Ce mouvement s’est télescopé avec une grève des contrôleurs aériens et à Air France où la négociation annuelle sur les salaires a été troublée par des manifestants.

« La santé ce n’est pas une dépense, c’est un service public », a déclaré à l’AFP le secrétaire général de la CGT, Philippe Martinez.

« Manque de personnel et de moyens », « épuisement professionnel », course « à la rentabilité », perte de sens : les maux dénoncés sont nombreux. « On nous demande de faire toujours plus avec moins d’effectifs », raconte Julie Edeline, aide-soignante à Rouen.

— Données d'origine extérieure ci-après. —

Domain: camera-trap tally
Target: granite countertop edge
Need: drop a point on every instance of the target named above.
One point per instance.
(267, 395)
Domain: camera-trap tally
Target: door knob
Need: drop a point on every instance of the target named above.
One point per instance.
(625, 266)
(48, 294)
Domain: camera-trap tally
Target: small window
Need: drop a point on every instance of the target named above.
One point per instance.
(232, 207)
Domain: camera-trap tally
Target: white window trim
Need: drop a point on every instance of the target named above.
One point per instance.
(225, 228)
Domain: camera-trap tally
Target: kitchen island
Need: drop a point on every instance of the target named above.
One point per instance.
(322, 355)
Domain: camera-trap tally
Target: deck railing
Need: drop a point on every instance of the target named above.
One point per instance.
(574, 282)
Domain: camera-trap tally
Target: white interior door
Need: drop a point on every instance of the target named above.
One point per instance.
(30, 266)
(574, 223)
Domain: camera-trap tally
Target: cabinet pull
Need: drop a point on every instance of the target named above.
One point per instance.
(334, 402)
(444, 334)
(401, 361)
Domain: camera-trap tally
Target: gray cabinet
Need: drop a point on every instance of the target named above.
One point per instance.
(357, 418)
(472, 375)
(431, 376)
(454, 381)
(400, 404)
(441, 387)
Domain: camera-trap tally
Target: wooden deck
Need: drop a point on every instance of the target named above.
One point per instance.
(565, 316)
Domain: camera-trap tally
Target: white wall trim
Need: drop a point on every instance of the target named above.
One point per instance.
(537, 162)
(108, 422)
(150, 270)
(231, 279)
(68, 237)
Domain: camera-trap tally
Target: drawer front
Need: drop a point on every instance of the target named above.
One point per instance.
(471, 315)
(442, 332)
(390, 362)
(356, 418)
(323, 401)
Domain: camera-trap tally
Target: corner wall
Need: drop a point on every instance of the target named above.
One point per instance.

Accrochée à une pancarte « Patients en galère, orthos en colère », Lucie, étudiante en orthophonie à Tours, témoigne, elle, d’un manque de reconnaissance : « On fait 5 ans d’études, mais nous ne sommes reconnus que bac +2 » et payés « 50 euros au-dessus du Smic ».

L’intersyndicale réclame « l’abandon » des groupements hospitaliers de territoire (GHT), du plan triennal d’économies de « 3,5 milliards » d’euros ou encore « l’arrêt des fermetures de lits ». Elle fustige également la remise en cause des 35 heures.

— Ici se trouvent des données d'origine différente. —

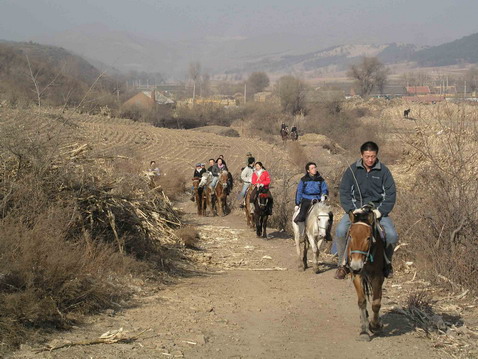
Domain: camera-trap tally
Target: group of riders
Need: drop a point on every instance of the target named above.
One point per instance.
(367, 182)
(286, 133)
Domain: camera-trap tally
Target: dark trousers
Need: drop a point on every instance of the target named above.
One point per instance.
(304, 208)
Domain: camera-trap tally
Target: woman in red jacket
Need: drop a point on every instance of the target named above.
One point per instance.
(261, 181)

« Le million de Fillon pour l’hôpital », pouvait-on entendre crier dans le cortège parisien.

Les fédérations de fonctionnaires, notamment CGT, FO, FA-FPT (Autonomes), FSU avaient appelé les agents à rejoindre le mouvement afin de dénoncer aussi la réforme territoriale et les conséquences des fusions : « mobilités forcées » et « dégradation » du service public.

Pas un coût, une richesse

« Les agents du service public ne sont pas un coût, ils sont une richesse ! » a tweeté le secrétaire général de la CFDT, Laurent Berger.

Des rassemblements étaient également prévus dans une quarantaine de villes en France. À Nice, où la moitié des crèches sont restées fermées, de même qu’une trentaine de cantines scolaires, entre 400 et 500 personnes ont manifesté.

À Rennes, ils étaient quelques centaines également, 1 200 à Toulouse, selon la police, 4 000 selon les organisateurs.

Face à la colère du secteur et après le suicide d’au moins cinq infirmiers l’été dernier, la ministre de la Santé, Marisol Touraine, avait dévoilé en décembre un plan pour l’amélioration de la qualité de vie au travail des hospitaliers. Il avait un goût amer mardi, jour où un nouveau suicide est intervenu à l’hôpital Cochin.

Cette journée d’action coïncide avec une grève à Air France lancée par plusieurs syndicats au sol afin de peser sur les négociations salariales, suivie par 6 % des salariés (tous personnels confondus), selon la direction. La négociation sur les salaires a débuté dans un climat tendu, plusieurs centaines de manifestants réclamant « leur part du gâteau ».

Le programme de vols était, comme pour les autres compagnies, uniquement affecté par la grève lancée pour toute la semaine par le troisième syndicat de contrôleurs aériens, l’Unsa. Motif : la réorganisation de leur temps de travail.

Selon la Direction générale de l’aviation civile (DGAC), 27,5 % des vols traversant le sud et l’ouest du pays ont été préventivement annulés mardi (7 % de la totalité des vols) et des retards de 30 à 60 minutes ont été observés en matinée à Bordeaux, Toulouse, Nantes, Marseille et Lyon.

Les salariés de l’énergie étaient eux aussi mobilisés pour « la revalorisation des salaires » et contre « la casse des industries électriques et gazières », qui regroupent 150 000 salariés. 21,39 % de grévistes ont été recensés par EDF et 16,96 % par le gestionnaire du réseau de transport d’électricité RTE.